Last summer, after a flurry of kind, flattering emails in which a reputable agent told me repeatedly how much she loved my novel, I signed a contract with her. I was over the moon.
In September I sent her a last revision with the changes she had suggested. I didn't hear back, so a few days later I sent her a "did you get my revision and what's the next step" email.
She responded rather tersely in comparison to the earlier emails, but I figured she's a busy, sought-after agent and now that I've signed on, she's getting down to business. She gave me the first-round list of editors she planned to submit to and said she expected to hear back from them very soon. That was on October 1.
Since then I've waited. In mid-January, I finally sent her a brief, polite followup email asking for an update. No response. A week later, I sent a second polite followup email. It's been about a week, and again, I've heard nothing back from her.
Yesterday, I left a message on her cell phone, and again, no response. I haven't yet worked up my nerve to call the agency directly, although I'm guessing this is what I have to do now.
In the meantime, I'm stuck wondering what happened to her and where does it leave me? Do I have an agent? Is my novel out there being considered? Or did she get terrible responses back from the editors and decide she hates it after all? Does she regret signing me on? Is that why she's gone AWOL on me? Is she seriously ill? Dead? Did she quit her job? If she has dropped me, shouldn't she let me know? And if so, what responsibility does the agency have to me or I to it?
First thing to do is pour yourself a soothing beverage and realize It's NOT You. The agent has clearly gone round the bend for some reason, and I'll bet you a pair of furry shark slippers and a full length manuscript critique that it has nothing to do with you.
Agents lose their minds with increasing frequency. I'm not sure why. I've had a few bouts of The Bends myself wherein I'm sure my clients thought (or hoped) I was dead cause at least then they could find someone to return their calls.
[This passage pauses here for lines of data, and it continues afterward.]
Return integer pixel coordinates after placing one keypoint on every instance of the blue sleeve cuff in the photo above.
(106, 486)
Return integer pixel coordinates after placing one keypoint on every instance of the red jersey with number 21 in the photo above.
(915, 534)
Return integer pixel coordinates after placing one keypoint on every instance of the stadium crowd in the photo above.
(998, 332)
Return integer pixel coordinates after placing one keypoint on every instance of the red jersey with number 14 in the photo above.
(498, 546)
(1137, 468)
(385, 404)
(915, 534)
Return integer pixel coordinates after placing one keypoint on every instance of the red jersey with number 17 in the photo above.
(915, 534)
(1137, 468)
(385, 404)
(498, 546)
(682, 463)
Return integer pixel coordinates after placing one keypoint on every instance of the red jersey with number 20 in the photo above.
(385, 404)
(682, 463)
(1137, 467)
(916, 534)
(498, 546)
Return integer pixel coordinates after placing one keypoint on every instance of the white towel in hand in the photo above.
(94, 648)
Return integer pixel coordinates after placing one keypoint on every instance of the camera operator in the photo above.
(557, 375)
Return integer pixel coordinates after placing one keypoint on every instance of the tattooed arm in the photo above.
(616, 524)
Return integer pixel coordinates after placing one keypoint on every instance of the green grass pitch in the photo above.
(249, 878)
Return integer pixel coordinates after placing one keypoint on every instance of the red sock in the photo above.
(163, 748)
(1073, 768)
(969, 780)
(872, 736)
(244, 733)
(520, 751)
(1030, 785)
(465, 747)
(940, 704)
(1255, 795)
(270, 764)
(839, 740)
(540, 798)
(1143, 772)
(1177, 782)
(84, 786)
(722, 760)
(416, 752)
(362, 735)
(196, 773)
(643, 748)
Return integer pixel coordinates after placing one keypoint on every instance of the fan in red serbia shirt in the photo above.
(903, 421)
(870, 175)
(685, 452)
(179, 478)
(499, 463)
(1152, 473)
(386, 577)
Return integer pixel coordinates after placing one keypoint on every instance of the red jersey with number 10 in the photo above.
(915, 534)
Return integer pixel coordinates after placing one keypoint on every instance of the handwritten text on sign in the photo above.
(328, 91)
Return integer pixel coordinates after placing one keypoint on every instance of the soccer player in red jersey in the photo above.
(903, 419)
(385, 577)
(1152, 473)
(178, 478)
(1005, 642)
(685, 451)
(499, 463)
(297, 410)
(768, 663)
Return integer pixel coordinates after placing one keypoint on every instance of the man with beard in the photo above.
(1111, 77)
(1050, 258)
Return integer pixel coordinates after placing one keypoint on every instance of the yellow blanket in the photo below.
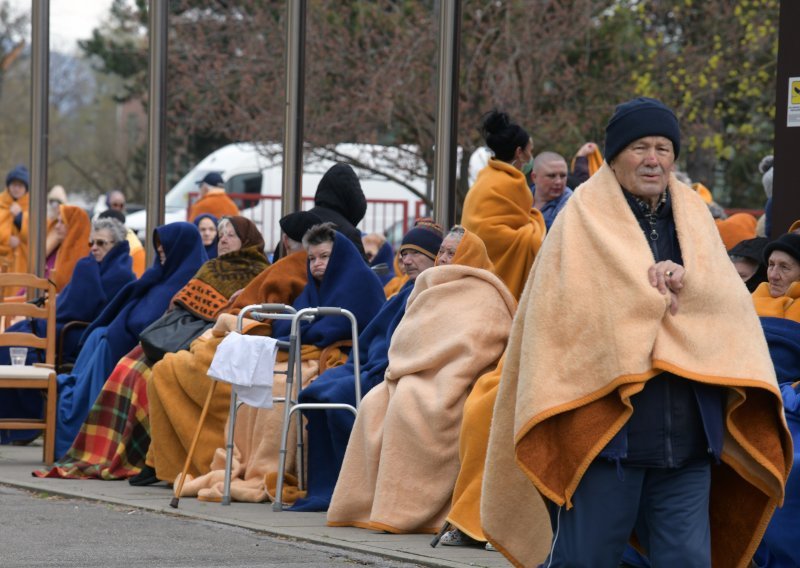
(499, 209)
(590, 330)
(402, 458)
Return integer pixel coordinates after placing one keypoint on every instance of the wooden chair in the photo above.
(39, 376)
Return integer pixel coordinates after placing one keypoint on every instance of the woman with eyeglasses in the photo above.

Generally I've picked up the pieces, apologized profusely, learned from the situation and tried not to repeat it.
Here's what you do now:
1. Check your contract. Is it with the agent or the agency?
1 A: If is is with the agent, you need to terminate NOW. You've had your career on hold for awhile and it's not doing you any good to wait any longer. No matter how esteemed or reputable your agent is, she's not doing you a lot of good if you can't actually talk to her.
You terminate according the the terms of the contract. You ask for a list of submissions. My guess is there aren't any. When an agent goes around the bend like this, pretty much all work has stopped. She's not submitting stuff and just not telling you about it. People go to radio silence when they HAVEN'T done the stuff they're supposed to, not when they are.
1B: If the contract is with the agency, get in touch with them. Let the head of the agency know there's a problem. Most likely you will be terminating with them anyway. Chances are they're hearing this from more than one client. When agents go round the bend, it's often on all their clients, not just one.
2. When you have terminated, start querying again. You'll need to mention you parted amicablly from your first agent when she got overwhelmed and was unable to submit your work. Don't be afraid to be direct about your situation. All of us on this side of the query letter have seen situations like this. Most of us have seen it more than once.
This is not the time to be afraid you've done something wrong, or to hesitate to act. You're not casting blame or casting aspersions on this agent's character. You're simply acting in a business like way to get your career back on track.
3. This is going to make a good story in the years to come. It doesn't feel like it now, but it will.